Skip to content

gtfintechlab/Universal-NFT-Vector-Database

Repository files navigation

What is the Universal NFT Vector Database

The Universal NFT Vector Database is an initiative to store a vectorized version of every image-based Ethereum NFT (ERC-721). This project leverages a variety of technology to make this possible including Alchemy API, the Graph Protocol, and Pinecone. Our complete software infrastructure can be found below:

Software Infrastructure

Development Cycle

Below we have outlined the major parts/systems as part of this project and their use case in our overall system.

System Use Case
Analytics Dashboard This is the frontpage of our client side application, primarily used to display statistics and other information regarding the data in our database and task queue.
Search Page The search page is an interactive page for users to query the database and find similar NFTs while also visualizing their NFTs relative to similar NFTs on a two-dimensional graph.
Graph Protocol Integration The Graph Protocol is used as a querying layer to obtain all of the NFT collection information on the blockchain.
Alchemy API Integration Alchemy API is used to obtain all the individual NFT information for each NFT collection which is then stored in our system.
Backend Server Our backend server allows us to interact with the data and obtain information from our databases to display on our analytics dashboard.
RegNetY-080 Image Embedding Integration The image embeddings serve as a way to standardize the representation of the images and store them in a vector database.
Search API The search API allows users to query the vector database for similar NFTs based on a source image. It uses cosine distance as the metric for finding the closest NFTs.
Visualization API The visualization API allows users to visualize their source image relative to similar NFTs -- it uses truncated singular value decomposition to do this.
Task Queue Worker Server The task queue workers server enables horizontal scalability for the system because it allows hundreds of thousands of NFTs to be sitting in a queue as they eventually get processed.

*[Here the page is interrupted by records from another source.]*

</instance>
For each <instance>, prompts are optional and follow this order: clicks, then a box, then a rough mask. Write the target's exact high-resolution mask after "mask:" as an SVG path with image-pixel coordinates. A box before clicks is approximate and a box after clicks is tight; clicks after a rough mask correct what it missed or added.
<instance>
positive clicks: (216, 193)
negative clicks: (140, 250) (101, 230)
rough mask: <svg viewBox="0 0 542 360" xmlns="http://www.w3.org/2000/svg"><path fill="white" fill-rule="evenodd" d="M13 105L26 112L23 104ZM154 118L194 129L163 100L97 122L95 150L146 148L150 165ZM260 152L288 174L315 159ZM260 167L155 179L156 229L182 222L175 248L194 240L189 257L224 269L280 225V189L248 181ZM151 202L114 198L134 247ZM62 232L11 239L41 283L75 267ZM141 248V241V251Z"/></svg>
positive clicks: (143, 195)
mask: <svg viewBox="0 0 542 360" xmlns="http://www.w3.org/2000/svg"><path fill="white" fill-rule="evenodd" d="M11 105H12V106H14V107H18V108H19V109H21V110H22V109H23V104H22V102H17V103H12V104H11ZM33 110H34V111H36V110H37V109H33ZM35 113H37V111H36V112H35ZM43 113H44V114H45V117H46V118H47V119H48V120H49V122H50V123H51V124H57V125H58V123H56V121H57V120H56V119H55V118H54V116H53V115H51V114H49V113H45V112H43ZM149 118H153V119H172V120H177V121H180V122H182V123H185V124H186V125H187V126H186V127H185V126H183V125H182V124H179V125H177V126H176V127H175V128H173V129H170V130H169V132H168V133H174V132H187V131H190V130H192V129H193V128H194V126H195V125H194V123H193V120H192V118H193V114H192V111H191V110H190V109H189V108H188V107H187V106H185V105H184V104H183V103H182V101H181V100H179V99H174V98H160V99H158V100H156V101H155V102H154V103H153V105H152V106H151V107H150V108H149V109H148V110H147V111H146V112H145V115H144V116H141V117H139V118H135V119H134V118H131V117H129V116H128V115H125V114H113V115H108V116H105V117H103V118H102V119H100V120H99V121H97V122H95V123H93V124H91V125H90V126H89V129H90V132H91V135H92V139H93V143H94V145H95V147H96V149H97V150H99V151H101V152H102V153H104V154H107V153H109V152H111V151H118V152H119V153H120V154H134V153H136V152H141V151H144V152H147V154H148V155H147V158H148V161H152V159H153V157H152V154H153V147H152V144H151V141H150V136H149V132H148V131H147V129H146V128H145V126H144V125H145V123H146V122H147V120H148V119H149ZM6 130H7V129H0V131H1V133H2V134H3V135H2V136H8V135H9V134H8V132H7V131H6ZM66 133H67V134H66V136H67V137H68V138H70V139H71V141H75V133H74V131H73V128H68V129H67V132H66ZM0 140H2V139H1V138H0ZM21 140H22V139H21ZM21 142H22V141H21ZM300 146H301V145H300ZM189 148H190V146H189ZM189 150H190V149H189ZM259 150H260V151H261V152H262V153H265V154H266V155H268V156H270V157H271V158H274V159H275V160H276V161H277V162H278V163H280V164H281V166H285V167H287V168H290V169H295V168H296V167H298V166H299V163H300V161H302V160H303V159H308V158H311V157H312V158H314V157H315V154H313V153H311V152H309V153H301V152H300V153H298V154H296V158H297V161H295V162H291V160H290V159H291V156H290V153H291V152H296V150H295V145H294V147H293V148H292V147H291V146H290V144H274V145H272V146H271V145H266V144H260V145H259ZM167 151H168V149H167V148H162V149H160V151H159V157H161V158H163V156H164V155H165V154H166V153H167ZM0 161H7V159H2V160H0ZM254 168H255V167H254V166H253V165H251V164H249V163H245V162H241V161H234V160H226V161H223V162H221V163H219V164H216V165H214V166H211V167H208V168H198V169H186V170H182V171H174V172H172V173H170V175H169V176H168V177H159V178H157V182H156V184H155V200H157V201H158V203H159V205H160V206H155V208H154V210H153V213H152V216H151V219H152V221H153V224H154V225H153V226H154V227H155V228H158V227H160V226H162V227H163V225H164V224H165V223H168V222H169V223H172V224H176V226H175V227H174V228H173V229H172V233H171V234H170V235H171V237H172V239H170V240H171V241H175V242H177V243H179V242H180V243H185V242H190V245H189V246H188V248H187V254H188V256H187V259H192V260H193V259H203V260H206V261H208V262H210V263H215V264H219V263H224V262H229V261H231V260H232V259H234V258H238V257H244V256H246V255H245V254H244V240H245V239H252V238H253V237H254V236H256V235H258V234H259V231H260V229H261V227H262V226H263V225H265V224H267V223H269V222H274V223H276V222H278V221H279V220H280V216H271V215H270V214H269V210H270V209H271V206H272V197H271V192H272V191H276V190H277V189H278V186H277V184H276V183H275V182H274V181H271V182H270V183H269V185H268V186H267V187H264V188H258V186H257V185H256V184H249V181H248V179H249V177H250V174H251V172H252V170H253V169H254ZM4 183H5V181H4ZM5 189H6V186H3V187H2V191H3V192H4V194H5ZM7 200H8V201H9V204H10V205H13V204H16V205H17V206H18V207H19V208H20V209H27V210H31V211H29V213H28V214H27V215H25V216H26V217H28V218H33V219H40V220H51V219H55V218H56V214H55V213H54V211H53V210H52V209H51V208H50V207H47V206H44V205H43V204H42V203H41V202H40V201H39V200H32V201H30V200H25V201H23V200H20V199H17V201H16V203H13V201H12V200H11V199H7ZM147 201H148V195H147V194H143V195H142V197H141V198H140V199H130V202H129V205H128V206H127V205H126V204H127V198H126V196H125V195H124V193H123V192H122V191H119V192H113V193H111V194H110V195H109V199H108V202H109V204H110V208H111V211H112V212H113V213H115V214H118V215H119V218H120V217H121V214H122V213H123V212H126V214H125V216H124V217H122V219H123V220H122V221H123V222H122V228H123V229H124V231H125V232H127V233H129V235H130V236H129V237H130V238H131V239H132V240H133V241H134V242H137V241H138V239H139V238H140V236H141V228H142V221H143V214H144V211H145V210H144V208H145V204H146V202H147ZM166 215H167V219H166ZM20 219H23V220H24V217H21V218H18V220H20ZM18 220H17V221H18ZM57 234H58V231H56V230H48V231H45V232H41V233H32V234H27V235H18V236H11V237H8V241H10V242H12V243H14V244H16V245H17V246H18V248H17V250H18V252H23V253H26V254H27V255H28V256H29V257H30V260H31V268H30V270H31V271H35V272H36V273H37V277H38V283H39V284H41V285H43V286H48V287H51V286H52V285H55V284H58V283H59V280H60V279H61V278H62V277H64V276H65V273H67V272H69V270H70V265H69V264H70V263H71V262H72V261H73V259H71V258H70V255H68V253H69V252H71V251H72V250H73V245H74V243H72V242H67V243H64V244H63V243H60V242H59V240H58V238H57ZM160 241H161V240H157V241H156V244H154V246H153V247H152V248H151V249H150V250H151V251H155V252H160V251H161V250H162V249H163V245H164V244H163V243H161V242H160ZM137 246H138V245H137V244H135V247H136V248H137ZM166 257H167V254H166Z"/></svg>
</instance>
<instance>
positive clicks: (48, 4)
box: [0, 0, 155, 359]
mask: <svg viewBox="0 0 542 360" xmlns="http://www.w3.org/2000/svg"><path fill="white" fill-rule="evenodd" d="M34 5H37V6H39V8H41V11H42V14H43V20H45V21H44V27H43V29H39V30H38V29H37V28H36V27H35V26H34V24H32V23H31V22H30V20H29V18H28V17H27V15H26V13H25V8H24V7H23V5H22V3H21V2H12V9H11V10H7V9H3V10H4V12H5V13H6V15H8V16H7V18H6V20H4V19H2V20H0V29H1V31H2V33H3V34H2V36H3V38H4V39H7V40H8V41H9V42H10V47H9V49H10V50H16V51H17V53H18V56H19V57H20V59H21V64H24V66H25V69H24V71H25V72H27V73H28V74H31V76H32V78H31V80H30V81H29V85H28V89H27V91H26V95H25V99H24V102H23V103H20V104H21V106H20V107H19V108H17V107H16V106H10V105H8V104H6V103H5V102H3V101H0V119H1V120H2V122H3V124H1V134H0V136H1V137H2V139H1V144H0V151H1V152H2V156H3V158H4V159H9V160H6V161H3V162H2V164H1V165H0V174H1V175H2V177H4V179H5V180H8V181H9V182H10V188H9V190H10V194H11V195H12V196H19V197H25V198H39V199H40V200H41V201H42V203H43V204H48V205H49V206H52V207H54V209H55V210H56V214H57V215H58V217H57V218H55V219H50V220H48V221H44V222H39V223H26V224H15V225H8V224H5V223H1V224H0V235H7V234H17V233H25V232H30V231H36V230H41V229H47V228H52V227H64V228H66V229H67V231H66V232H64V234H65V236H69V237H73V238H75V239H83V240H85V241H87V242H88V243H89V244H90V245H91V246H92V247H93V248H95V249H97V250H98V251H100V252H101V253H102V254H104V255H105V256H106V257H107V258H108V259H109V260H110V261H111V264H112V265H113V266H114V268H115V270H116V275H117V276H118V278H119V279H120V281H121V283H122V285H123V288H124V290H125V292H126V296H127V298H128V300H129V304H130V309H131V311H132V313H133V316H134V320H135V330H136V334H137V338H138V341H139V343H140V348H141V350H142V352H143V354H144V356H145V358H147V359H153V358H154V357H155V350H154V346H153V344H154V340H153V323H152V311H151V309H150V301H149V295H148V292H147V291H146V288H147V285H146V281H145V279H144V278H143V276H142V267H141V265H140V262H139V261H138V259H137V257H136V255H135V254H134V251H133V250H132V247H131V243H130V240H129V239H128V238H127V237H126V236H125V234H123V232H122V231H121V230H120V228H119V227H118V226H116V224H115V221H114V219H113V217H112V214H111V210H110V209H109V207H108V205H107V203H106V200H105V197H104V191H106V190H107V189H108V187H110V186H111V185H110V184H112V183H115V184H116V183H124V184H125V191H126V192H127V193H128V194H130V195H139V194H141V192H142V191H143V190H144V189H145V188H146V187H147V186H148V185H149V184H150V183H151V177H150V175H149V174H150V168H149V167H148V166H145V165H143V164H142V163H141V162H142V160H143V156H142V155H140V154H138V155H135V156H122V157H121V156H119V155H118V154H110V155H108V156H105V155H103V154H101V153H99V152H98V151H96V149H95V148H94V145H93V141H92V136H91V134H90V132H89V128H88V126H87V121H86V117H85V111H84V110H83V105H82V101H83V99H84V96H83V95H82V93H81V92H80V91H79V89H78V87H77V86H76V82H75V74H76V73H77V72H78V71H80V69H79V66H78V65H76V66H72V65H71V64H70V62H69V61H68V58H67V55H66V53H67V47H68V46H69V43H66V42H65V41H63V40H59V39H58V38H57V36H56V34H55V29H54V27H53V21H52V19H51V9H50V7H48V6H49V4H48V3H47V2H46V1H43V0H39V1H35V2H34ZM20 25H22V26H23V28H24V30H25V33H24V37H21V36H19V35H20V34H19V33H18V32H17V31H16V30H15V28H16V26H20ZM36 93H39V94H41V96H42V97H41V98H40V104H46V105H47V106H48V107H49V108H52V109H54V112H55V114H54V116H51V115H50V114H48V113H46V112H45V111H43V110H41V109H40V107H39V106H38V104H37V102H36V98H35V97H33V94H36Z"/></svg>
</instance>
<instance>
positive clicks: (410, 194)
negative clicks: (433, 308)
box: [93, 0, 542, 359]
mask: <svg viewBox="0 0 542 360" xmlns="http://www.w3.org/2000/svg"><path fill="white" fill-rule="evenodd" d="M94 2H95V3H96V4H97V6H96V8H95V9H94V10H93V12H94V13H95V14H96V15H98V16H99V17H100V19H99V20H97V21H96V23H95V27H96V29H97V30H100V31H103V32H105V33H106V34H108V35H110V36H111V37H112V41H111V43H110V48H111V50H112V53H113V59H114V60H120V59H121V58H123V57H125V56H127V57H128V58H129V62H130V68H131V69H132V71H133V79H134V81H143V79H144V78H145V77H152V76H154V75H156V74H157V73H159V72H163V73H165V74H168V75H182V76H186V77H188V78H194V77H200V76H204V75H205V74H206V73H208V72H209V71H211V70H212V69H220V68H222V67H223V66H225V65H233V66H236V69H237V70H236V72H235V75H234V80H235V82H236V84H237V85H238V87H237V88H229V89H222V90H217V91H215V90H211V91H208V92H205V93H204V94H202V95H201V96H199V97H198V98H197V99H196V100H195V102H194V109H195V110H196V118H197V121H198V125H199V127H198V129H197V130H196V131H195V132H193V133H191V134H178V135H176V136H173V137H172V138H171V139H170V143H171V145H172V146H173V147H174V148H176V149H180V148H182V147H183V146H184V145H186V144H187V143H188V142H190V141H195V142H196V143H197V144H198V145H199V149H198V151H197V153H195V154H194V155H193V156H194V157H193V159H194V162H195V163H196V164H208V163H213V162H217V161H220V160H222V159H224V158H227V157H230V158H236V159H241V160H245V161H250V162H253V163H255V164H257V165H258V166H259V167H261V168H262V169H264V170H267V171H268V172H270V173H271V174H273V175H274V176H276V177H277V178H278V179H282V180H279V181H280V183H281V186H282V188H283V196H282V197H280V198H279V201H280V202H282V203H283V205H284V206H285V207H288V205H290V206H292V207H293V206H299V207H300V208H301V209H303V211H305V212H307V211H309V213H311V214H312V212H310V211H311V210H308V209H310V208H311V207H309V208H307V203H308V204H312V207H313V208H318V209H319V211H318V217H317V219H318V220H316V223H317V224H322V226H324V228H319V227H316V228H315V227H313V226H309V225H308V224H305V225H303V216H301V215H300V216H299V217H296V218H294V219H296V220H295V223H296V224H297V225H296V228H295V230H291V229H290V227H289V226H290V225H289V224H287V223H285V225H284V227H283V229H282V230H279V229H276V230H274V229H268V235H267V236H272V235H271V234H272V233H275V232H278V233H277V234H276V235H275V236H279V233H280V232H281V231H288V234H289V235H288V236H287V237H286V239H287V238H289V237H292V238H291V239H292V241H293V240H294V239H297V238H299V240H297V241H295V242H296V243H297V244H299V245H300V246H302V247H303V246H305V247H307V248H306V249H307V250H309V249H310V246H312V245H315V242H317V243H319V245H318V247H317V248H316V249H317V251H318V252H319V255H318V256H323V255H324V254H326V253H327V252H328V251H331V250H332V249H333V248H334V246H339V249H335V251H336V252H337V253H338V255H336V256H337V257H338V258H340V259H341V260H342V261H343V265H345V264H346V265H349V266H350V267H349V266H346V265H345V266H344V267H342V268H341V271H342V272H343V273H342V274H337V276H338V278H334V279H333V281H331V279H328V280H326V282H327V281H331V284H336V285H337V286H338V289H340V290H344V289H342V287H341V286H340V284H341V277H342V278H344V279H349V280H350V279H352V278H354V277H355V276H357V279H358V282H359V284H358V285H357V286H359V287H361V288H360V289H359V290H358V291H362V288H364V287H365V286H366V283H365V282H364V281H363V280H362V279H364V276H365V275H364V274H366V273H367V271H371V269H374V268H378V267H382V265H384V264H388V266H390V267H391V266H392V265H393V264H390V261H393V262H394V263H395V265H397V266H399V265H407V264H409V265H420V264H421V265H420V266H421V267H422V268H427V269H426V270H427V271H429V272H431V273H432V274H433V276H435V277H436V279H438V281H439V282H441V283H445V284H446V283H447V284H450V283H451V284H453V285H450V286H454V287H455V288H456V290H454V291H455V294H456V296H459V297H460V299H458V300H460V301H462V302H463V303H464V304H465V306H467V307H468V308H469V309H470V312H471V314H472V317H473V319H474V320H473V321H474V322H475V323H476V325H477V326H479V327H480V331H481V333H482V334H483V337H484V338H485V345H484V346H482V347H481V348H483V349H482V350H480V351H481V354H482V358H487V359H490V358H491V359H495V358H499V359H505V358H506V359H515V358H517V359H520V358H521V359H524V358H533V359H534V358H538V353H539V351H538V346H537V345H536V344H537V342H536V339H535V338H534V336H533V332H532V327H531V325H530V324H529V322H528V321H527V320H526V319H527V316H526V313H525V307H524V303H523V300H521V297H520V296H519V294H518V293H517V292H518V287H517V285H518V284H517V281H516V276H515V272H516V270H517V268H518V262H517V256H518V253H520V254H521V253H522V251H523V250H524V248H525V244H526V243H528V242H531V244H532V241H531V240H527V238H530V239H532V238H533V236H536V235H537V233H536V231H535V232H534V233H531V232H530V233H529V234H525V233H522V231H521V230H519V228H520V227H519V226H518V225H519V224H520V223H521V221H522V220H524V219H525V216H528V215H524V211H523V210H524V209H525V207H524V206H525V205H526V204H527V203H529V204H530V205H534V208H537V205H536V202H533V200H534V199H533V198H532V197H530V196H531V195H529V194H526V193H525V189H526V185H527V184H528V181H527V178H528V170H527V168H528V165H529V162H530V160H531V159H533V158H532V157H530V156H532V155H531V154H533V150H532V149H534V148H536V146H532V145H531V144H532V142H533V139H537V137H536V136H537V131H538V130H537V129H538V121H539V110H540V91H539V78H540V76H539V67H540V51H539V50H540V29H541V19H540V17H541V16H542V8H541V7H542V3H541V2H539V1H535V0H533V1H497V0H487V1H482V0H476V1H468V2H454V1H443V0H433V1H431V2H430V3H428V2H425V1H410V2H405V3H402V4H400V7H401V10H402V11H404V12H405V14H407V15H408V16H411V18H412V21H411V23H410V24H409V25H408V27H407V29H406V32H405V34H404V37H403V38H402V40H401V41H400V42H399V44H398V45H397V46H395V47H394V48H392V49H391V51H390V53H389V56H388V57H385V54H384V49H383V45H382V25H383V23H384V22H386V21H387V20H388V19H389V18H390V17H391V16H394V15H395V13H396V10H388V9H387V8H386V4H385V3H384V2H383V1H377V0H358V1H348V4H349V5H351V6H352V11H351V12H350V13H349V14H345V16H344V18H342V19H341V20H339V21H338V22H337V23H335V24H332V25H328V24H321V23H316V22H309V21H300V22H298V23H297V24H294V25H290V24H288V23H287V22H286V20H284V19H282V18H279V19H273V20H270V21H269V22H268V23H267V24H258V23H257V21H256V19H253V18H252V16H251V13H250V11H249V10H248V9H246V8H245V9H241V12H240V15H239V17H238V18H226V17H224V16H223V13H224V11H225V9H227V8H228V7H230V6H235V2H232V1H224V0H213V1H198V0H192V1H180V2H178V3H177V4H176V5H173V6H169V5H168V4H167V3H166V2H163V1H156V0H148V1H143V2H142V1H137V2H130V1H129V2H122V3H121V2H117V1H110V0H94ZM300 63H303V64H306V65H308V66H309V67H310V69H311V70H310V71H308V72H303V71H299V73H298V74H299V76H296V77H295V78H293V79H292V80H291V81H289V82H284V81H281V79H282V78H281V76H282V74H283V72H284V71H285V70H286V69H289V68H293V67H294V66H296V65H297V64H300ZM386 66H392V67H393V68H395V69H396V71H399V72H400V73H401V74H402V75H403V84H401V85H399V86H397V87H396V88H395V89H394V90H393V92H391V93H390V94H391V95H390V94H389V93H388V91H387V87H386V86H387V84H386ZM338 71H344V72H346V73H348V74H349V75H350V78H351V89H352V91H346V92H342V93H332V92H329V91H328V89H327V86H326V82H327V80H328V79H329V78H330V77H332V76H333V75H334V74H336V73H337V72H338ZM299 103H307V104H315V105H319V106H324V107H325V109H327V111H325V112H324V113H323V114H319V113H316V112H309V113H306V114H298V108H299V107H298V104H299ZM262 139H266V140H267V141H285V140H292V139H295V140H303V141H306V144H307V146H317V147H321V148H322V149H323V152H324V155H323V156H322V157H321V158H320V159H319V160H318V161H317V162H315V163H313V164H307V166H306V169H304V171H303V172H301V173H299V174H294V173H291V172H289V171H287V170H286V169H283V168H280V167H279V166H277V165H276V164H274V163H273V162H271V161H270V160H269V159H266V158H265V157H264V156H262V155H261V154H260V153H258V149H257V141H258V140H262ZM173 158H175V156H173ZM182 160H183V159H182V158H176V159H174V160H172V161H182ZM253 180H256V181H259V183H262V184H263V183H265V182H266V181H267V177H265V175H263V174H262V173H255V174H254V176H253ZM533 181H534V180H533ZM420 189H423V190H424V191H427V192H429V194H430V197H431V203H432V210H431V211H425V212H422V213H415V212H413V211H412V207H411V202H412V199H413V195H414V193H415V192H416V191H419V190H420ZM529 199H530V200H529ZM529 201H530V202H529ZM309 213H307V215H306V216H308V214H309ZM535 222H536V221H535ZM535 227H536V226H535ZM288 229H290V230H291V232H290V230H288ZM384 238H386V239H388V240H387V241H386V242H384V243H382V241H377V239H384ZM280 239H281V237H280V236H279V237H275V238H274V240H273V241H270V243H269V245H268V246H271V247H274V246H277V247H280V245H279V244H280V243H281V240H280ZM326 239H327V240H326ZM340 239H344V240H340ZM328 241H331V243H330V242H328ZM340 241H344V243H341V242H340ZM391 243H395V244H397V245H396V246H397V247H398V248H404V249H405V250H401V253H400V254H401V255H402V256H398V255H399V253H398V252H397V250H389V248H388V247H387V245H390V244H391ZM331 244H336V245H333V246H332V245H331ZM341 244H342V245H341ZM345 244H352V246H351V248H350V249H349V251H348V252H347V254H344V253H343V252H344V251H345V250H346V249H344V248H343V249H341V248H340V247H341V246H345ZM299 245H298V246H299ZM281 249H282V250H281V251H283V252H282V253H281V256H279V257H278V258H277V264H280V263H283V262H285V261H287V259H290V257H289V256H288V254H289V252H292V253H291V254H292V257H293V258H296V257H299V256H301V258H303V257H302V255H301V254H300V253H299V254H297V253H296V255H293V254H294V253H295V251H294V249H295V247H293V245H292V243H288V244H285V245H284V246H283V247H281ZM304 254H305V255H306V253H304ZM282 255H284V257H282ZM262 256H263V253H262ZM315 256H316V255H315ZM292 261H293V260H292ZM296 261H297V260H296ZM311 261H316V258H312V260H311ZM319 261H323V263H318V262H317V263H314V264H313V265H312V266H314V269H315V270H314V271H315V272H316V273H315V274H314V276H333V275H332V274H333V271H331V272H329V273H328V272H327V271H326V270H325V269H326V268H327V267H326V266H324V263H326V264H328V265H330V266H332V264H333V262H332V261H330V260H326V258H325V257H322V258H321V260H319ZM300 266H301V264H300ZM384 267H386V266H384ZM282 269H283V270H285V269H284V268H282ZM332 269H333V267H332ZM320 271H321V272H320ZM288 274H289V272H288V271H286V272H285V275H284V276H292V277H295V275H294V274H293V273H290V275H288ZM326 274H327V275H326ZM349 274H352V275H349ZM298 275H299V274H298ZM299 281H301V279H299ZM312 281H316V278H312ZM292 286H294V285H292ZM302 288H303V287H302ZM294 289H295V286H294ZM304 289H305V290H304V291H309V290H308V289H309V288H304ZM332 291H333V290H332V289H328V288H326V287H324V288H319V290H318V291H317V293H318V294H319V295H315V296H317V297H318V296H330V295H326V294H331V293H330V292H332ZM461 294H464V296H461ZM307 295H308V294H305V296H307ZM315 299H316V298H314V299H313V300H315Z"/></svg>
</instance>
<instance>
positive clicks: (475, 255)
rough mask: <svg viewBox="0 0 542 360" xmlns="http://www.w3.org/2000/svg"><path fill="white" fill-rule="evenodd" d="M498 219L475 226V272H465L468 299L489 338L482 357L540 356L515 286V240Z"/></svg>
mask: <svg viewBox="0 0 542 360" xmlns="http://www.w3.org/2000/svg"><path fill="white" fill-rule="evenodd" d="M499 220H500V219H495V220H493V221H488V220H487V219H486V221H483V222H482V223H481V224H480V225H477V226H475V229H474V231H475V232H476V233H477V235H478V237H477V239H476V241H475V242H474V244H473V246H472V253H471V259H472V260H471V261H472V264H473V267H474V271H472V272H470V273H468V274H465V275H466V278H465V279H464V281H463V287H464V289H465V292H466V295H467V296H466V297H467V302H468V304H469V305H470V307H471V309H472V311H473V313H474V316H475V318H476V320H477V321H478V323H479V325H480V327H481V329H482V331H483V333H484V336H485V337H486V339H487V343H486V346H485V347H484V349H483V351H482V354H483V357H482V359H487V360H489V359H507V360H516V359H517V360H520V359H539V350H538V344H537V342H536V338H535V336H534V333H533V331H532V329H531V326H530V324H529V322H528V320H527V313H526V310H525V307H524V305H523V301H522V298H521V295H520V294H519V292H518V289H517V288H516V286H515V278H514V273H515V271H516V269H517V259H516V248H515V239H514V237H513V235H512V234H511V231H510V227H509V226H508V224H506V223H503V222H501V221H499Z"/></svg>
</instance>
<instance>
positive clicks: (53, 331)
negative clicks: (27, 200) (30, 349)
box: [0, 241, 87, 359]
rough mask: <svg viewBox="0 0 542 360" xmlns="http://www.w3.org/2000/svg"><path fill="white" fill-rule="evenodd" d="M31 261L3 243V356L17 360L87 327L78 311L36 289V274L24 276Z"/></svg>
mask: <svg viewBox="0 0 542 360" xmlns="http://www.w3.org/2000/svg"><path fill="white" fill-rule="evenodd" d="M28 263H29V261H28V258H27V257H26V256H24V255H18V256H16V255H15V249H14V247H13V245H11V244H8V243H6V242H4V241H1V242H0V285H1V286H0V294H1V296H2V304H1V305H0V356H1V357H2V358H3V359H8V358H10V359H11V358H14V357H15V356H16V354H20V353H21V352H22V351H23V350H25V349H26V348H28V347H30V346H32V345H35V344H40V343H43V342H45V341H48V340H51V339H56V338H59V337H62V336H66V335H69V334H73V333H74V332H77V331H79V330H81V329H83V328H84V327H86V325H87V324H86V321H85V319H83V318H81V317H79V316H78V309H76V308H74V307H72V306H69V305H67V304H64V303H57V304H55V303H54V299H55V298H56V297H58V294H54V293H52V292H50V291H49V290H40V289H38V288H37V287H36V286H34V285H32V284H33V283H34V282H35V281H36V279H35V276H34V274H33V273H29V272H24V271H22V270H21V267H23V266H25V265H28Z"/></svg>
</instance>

Supporting / Contributing to this Project

We always welcome pull requests to this repository for fixing and further improving our database.

Installation Setup - Setup Script

We have provided a setup script available (setup.sh) to setup the system locally -- this has only been tested with WSL and Ubuntu so use at your own risk. Before running the setup script, please ensure you have the following installed:

Environment Variables

You will also need to add an enviornment file for this project. Directories with an .env file:

  • python_server/src/
  • client/
  • celery_queue/
  • benchmarks/

We have provided an .env.example for each .env file. We also provide a doppler.example to see what other environment variables we have because we use Doppler as our unified secret management software.

Run Setup Script

Then, to Setup this project:

sudo chmod +x ./setup.sh
sudo ./setup.sh

Manual Installation

Alternatively, to setup this project manually:

  • Go to the client folder and npm install all of the dependencies:
cd client
npm install
  • Go to the python_server/src folder and create a python virtual environment folder. Then install all of the dependencies:
cd python_server/src
python3 -m venv venv
source venv/bin/activate
pip3 install -r requirements.txt
  • Go to the celery_queue/ folder and create a python virtual environment folder. Then install all of the dependencies:
cd celery_queue
python3 -m venv venv
source venv/bin/activate
pip3 install -r requirements.txt

Run the Project - Run Script

  • To Run this Project:
sudo chmod +x ./run.sh
sudo ./run.sh

Run the Project - Manual Run

  • Run the Client:
npm start --prefix client/
  • Activate the python server virtual enviornment and run the search API:
cd python_server/src
source venv/bin/activate
python app.py
  • Activate the Celery queue virtual enviornment and run the task queue
cd celery_queue
source venv/bin/activate
celery -A tasks worker